We hope Minister of Infrastructure Arden McLean is serious about beginning a national recycling programme.
And we hope it comes sooner than later.
The Minister rightfully said last Friday that there’s a need to recycle glass in particular.
Our landfill is chock full of glass bottles from restaurants, businesses, bars and our homes.
Bottles litter our roadways and beaches, where if broken, become hazards to barefoot beachcombers.
We also agree with Mr. McLean that government is going to have to kick start this initiative if it is to get off the ground.
But we think more can be done, and not by government.
We can take a cue from Hawaii where 800 million bottles are thrown away every year. That’s about 75,000 bottles a day.
The problem with glass became so great that Hawaii lawmakers implemented a bottle deposit law.
Basically anyone buying anything in a glass bottle pays a fee, part of which is returned when the purchaser returns the empty vessel.
The law puts the onus on recycling on the merchant and the purchaser.
That’s why we think retailers and bars need to get on board with Mr. McLean’s idea.
They can offer recycling bins and incentives for returning glass bottles.
Of course the incentive should be that we’re taking part of the burden off our landfill.
We would hope that our Members of the Legislative Assembly don’t have to pass a law similar to Hawaii’s. That state overcame many obstacles to get the deposit law approved and accepted.
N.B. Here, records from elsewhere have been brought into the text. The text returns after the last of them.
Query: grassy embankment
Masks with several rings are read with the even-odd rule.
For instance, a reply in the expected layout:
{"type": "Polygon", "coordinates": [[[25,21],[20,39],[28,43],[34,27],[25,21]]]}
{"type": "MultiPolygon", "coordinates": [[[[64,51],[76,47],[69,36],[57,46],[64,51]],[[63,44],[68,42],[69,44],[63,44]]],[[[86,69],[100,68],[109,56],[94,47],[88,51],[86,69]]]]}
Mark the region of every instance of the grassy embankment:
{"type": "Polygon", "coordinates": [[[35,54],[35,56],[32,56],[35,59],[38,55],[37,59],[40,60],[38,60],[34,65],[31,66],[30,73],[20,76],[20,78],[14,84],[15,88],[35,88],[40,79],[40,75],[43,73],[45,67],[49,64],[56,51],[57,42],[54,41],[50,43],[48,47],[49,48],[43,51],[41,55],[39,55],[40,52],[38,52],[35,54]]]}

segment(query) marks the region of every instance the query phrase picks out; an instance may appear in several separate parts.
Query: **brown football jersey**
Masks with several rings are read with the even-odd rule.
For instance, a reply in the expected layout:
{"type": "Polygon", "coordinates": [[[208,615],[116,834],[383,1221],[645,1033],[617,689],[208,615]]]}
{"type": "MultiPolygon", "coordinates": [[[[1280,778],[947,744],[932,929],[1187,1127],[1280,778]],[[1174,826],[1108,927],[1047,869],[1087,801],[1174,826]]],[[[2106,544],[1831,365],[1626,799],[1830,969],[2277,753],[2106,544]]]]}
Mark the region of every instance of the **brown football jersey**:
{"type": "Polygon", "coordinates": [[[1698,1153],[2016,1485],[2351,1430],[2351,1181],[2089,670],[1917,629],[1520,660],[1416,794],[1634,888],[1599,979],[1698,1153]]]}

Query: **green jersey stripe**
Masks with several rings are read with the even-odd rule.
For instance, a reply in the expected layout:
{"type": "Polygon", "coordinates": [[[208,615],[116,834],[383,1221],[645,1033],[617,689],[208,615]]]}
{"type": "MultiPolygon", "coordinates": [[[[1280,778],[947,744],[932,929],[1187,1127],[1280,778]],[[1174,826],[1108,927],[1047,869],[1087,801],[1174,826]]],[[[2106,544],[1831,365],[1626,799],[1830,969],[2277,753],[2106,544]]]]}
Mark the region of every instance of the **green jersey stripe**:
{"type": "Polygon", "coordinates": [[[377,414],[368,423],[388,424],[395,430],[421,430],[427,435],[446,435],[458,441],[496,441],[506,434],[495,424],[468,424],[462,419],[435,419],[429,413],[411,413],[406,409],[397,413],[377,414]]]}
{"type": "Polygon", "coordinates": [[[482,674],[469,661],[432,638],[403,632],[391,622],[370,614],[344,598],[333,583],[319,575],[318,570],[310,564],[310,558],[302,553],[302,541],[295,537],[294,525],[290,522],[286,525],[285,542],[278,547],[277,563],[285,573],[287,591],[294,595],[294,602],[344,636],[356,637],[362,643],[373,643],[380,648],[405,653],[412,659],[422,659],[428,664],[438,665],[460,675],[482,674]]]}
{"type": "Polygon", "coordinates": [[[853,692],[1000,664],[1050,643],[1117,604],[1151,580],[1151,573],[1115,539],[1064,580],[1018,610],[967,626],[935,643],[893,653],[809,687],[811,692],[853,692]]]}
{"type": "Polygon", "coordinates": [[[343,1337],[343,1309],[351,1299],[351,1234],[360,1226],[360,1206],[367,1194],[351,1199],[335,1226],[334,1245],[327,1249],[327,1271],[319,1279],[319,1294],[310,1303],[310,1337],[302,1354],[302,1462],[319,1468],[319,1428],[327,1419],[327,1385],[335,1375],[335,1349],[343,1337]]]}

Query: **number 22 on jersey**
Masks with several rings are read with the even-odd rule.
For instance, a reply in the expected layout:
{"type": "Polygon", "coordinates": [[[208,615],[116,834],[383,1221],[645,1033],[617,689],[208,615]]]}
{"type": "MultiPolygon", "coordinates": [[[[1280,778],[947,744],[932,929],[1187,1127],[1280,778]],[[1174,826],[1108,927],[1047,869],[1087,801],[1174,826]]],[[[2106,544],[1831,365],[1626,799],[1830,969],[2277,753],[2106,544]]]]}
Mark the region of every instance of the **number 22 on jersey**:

It was first introduced in 2002, put into full force in 2004 and is only now beginning to become an accepted best practice.
Recycling is one of those things we should take on ourselves, not wait for government to legislate.
And while glass bottles are an excellent place to start, there are many, many other items we need to be recycling.
Take a look around your own home or office and figure out ways to reuse things you would normally toss in the garbage bin.
Recycling isn’t just government’s business, it’s everybody’s business.